# Qwen3-TTS WebUI > **⚠️ Notice:** This project is largely AI-generated and is currently in an unstable state. Stable releases will be published in the [Releases](../../releases) section. **Unofficial** text-to-speech web application based on Qwen3-TTS, supporting custom voice, voice design, and voice cloning with an intuitive interface. > This is an unofficial project.
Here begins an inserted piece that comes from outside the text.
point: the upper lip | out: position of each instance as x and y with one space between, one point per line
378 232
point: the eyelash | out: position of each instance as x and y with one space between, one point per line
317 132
For the official Qwen3-TTS repository, please visit [QwenLM/Qwen3-TTS](https://github.com/QwenLM/Qwen3-TTS). [中文文档](./README.zh.md) ## Features - Custom Voice: Predefined speaker voices - Voice Design: Create voices from natural language descriptions - Voice Cloning: Clone voices from uploaded audio - Audiobook Generation: Upload EPUB files and generate multi-character audiobooks with LLM-powered character extraction and voice assignment - Dual Backend Support: Switch between local model and Aliyun TTS API - Multi-language Support: English, 简体中文, 繁體中文, 日本語, 한국어 - JWT auth, async tasks, voice cache, dark mode ## Interface Preview ### Desktop - Light Mode ![Light Mode](./images/lightmode-english.png) ### Desktop - Dark Mode ![Dark Mode](./images/darkmode-chinese.png) ### Mobile
Mobile Light Mode Mobile Settings
### Audiobook Generation ![Audiobook Overview](./images/audiobook-overview.png)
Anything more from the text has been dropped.